Der Mann hielt im Gehen inne und drehte sich stirnrunzelnd um.

»Hmm«, murmelte er. »Ach so.«

»Es tut mir leid, dass ich so unangemeldet vorbeikomme«, sagte Theresa und trat einen Schritt auf Hansen zu, bevor sie mit gesenkter Stimme weitersprach. »Es ist nur so, dass ich seit fast drei Wochen nichts von Jakob gehört habe. Ich mache mir große Sorgen.«

Zu ihrer Überraschung lächelte der Alte leicht, während er die Hände auf seinen großen Bauch faltete.

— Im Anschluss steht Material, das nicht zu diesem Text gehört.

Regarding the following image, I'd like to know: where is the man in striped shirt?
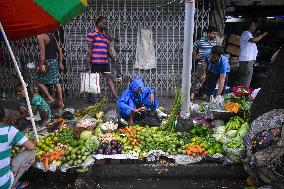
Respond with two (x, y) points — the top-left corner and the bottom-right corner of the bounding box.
(87, 17), (117, 102)
(0, 107), (35, 189)
(191, 26), (217, 100)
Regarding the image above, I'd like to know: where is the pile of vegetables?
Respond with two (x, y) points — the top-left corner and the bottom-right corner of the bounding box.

»Hört, hört«, sagte er spöttisch. »Na, die Sorgen hättest du dir auch zu Hause machen können, Kindchen. Du weißt so gut wie ich, dass mein Jüngster sich hier jedenfalls nicht mehr blicken lässt.«

Theresa war verwirrt. Fand Hansen das etwa witzig? So hatte sie sich das erste persönliche Gespräch mit ihm jedenfalls nicht vorgestellt.

»Das heißt, Sie wissen auch nicht, wo er ist?«, fragte sie.

»Nein«, erwiderte der alte Mann und schüttelte seinen kahlen Kopf, »das heißt, dass es mich einen feuchten Schiet kümmert, wo der Junge sich herumtreibt.«

»Machen Sie sich denn gar keine Sorgen um Ihren Sohn?«, hakte Theresa nach und spürte, wie ihr Herzschlag sich beschleunigte.

Hansen sah ihr herausfordernd in die Augen und strich sich mit der Hand durch den langen Bart. Immer noch lag der Anflug eines zynischen Grinsens auf seinen Lippen. »Mein Sohn wird sicher irgendwo seinem neuesten Hirngespinst hinterherjagen. Das scheint ja mittlerweile seine Hauptbeschäftigung zu sein. Seit euresgleichen ihm den Floh ins Ohr gesetzt hat, dass ehrliche Arbeit nicht gut genug für ihn ist, will er ja plötzlich lieber anderer Leute Klaviere verkaufen, statt selbst welche zu bauen.«

»Unseresgleichen?«, entgegnete Theresa fragend. »Ich versuche nur zu helfen. Bitte hören Sie mich doch wenigstens an.«

»Ich habe genug gehört«, schnappte der alte Hansen, auf dessen gerötetem Gesicht nun einige pochende Adern hervortraten. »Jetzt, wirst du erst einmal mir zuhören, Mädchen.« Der klobige Zeigefinger seiner rechten Hand schnellte vor und zeigte zitternd auf Theresa. »Du hast vielleicht Nerven. Ich sehe dich zum ersten Mal in meinem Leben. Und dann erscheinst du hier, störst mich bei der Arbeit und denkst, ich würde alles stehen und liegen lassen?«

Theresa spürte, wie ihr das Blut in den Kopf stieg. Sie war von seiner heftigen Reaktion zu sehr überrumpelt, um etwas zu erwidern.